Update playwright.config.ts to disable animations and hide carets:

expect: {
  toHaveScreenshot: {
    animations: 'disabled',
    caret: 'hide',
    scale: 'css',
    maxDiffPixelRatio: 0.01,
  },
},

Generate the baselines:

bun playwright test visual.spec.ts --update-snapshots

Commit the baseline images. They should be in tests/end-to-end/visual.spec.ts-snapshots/. Yes, you commit PNGs to git. That’s the deal.

Part one acceptance criteria

  • tests/end-to-end/visual.spec.ts exists and contains at least three toHaveScreenshot assertions.
  • playwright.config.ts sets animations: 'disabled', caret: 'hide', and scale: 'css' under expect.toHaveScreenshot.
  • bun playwright test visual.spec.ts passes on a clean run (no diffs).
  • Running the same test five times in a row produces zero false positives: for i in {1..5}; do bun playwright test visual.spec.ts || break; done exits zero every iteration.
  • The committed baseline files exist at tests/end-to-end/visual.spec.ts-snapshots/ (verify with ls—all three PNGs should be present).
  • .gitignore does not ignore snapshot PNGs (grep -i snapshot .gitignore returns nothing obviously conflicting).

Part two: break something, and watch it fire

Now we’re going to simulate the loop. Open src/lib/components/Button.svelte (or wherever Shelf’s button component lives). Change the padding:

<!-- before -->
<button class="px-4 py-2 ...">
<!-- after -->
<button class="px-6 py-3 ...">

Run the screenshot test again:

bun playwright test visual.spec.ts

It fails. Open the HTML report:

bun playwright show-report

Find the failing test, look at the three-panel view (baseline, actual, diff). The diff image should clearly show the buttons in the screenshots have changed size.

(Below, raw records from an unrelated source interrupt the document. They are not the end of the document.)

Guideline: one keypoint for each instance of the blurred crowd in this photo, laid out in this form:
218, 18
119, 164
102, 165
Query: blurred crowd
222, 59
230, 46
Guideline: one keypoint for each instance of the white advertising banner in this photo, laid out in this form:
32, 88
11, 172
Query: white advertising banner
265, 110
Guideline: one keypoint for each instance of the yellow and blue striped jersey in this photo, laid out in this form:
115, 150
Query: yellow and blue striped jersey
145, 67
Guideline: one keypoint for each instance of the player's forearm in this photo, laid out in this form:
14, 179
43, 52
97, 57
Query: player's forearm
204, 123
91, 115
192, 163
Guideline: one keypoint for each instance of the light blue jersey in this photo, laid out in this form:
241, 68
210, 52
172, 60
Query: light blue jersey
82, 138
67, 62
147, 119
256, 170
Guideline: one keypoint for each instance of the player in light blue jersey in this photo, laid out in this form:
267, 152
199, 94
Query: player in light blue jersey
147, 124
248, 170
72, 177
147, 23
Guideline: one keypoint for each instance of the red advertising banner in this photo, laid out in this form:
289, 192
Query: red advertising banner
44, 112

Now simulate the agent loop. You have two options depending on your setup:

Option A—manual. Copy the diff image path into your Claude Code conversation and ask: “The visual regression test failed. Here’s the diff. What changed, and is the change intentional?” Let the agent look at the image and describe what it sees.

Option B—hooked. If you’re using Claude Code with a hook that auto-attaches test failures, just run the test and let the hook fire. (We’ll wire this kind of hook properly in Module 9. For today, manual is fine.)

Either way, notice what the agent says. It should identify that the buttons got bigger, guess correctly whether the change cascaded to other layout (on Shelf, it probably pushed some cards wider), and propose either reverting the change or updating the baseline.

Part two acceptance criteria

  • The button padding change produces a failing toHaveScreenshot assertion.
  • playwright-report/ contains a diff image for the failing test.
  • You showed the diff to your agent and got a response that correctly identifies what visually changed.
  • You either: (a) reverted the button change and re-ran to green, or (b) ran --update-snapshots as an intentional baseline update and committed the new baselines as a separate commit.
  • Your git history shows the experiment as discrete commits so the sequence is legible later.

Stretch goals

  • Add a design-system route that exercises every component in every state, if Shelf doesn’t already have one. Add a single screenshot test for the whole route. Consider this your poor-person’s Chromatic.
  • Set up a second Playwright project for a different viewport (e.g., iPhone 13 from Playwright’s device presets) and regenerate baselines for it. Now your visual regression covers mobile too.
  • Try the same flow with Chromatic instead of built-in snapshots, just to see the difference in review UX. Don’t commit the Chromatic setup permanently unless the whole team is on board—the built-in is the long-term pattern for this workshop.
  • Intentionally introduce a subtle change (e.g., change a font weight from 500 to 600) and see if the maxDiffPixelRatio: 0.01 tolerance catches it. Tune the tolerance if needed.

The one thing to remember

A failed screenshot test is a conversation opener. The diff image is the message. Once the agent can read the diff, the loop closes itself.